De regeling beslaat de periode 2016-2019 en eindigt met ingang van 2020. Bij de besprekingen over de vaststelling van de begroting 2016 is besloten deze middelen voorlopig en volledig te reserveren voor gemeentebrede risico-afdekking waaronder die in het sociaal domein. Daarvoor hoeven ze tot nu toe echter niet te worden ingezet.
Gezien het actuele begrotingsbeloop en het feit dat zich bij de uitvoering van de nieuwe taken in het sociale domein geen financiële tegenvallers lijken te gaan voordoen, stellen we voor om de bestaande reservering te laten vervallen en de middelen in totaalverband als algemeen dekkingsmiddel voor beleidsdoeleinden in te zetten.

Te compenseren bezuinigingen 2014-2018

We houden vast aan het principe om, als de situatie daarom vraagt, de niet gerealiseerde bezuinigingen uit het aan het begin van de bestuursperiode vastgestelde basispakket, geheel of gedeeltelijk door middel van vervangende maatregelen te compenseren. Omdat de directe noodzaak daartoe in dit stadium ontbreekt ramen het mogelijk financieel effect hiervan in het dekkingsplan voorlopig ‘pro memorie’.

 

Ontwikkeling gemeentefondsaccressen

We hebben de kort voor de afronding van de begroting 2017 verschenen septembercirculaire gemeentefonds op hoofdlijnen beoordeeld en doorgerekend.

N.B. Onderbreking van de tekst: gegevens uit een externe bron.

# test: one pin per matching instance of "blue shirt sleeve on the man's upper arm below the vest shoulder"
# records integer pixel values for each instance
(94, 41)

Belangrijk daarin voor de uitkomst van de begroting 2017 en de meerjarencijfers 2018-2020 is de positieve bijstelling van de accressen. Die wordt gevoed door de door het kabinet in de Miljoenennota 2017 aangekondigde beleidsintensiveringen en door de geactualiseerde middellange termijn cijfers van het CPB. Het gemeentefonds deelt via de ‘trap op trap af’ systematiek mee in deze positieve ontwikkelingen.
Voor Assen resulteren de nieuwe cijfers in een positieve bijstelling van de algemene uitkering die oploopt van € 0,5 miljoen in 2017 naar € 1,9 miljoen structureel vanaf 2020. We hebben die ontwikkeling en het dekkingsplan zichtbaar gemaakt. Voor het overige bevat de septembercirculaire geen maatregelen met directe doorwerking in de einduitkomsten van de begroting en de meerjarenprognose.